According to Global Voices, CEEC has positioned this project as a flagship of the BRI that aligns Saudi Vision 2030 with China's infrastructure-building ambitions, promoting the wind farms through state-media. The project is supported by two syndicated loans arranged by the European Bank for Reconstruction and Development (EBRD), each involving a USD 150 million loan on the EBRD's account, in addition to B-loans syndicated to other lenders, including French and German state funds. While EU institutions hold a 54 percent stake in the EBRD, it operates independently, with shareholders like China holding a minor stake.
The EBRD is reviewing its public procurement policies, but its current independence highlights the limitations of Brussels' influence. Consequently, EU-funded projects can be executed by Chinese firms. In the past five years, Chinese firms have secured 13 percent of EBRD public-sector contracts by value, compared to 35 percent for EU contractors across its 38 operating countries.
Elena Kiryakova of the Overseas Development Institute notes a global shift toward China co-financing projects with multilateral development banks. Since 2016, Chinese lending through its policy banks has decreased, driven by caution towards high-risk financing. Yunis Sharifi from the China Global South Project observes that host countries prefer investments over debt, leading to more equity involvement from Chinese firms and increased international collaboration.
Chinese state financial interests remain active in Uzbekistan. The Silk Road Fund, a key BRI equity vehicle, owns a significant stake in ACWA Power's RenewCo platform. As of July 2024, China Southern Power Grid owns a 35 percent stake in the Bash-Dzhankeldy project. According to Naser al-Tamimi of the Global Institute for Strategic Research, clean energy is crucial to China-Saudi cooperation, aligning Riyadh's Vision 2030 with Beijing's green Belt and Road ambitions.
Saudi Arabia and China are expanding clean technology partnerships into Central Asia and Africa. In Uzbekistan, ACWA Power and the UAE's Masdar dominate renewable energy projects. Since 2019, Uzbekistan has signed numerous power-purchase agreements for solar and wind projects, with a significant portion awarded to ACWA Power and Masdar. Chinese firms have also gained a substantial share of engineering, procurement, and construction contracts, often backed by European public finance.
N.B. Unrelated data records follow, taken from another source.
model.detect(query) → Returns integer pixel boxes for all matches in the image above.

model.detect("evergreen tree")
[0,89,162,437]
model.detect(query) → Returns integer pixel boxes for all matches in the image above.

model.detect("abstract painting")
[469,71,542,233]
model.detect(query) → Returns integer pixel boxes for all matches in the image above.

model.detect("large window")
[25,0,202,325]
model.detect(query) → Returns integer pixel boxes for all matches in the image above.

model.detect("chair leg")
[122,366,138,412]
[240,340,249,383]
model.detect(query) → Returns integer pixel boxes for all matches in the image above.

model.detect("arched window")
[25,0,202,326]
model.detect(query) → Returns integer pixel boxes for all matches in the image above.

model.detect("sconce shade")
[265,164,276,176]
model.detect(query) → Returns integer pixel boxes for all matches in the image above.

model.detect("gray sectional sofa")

This collaboration between the Gulf, China, and Europe is also evident in Africa, such as in Egypt's wind project involving ACWA Power and PowerChina. Despite the benefits for host nations and China, the cooperation challenges the EU's narrative of competition through its Global Gateway initiative. Phil Cole of WindEurope highlights concerns over European funding for Chinese-made turbines, warning against repeating the solar industry's decline due to cheaper Chinese exports in the early 2010s.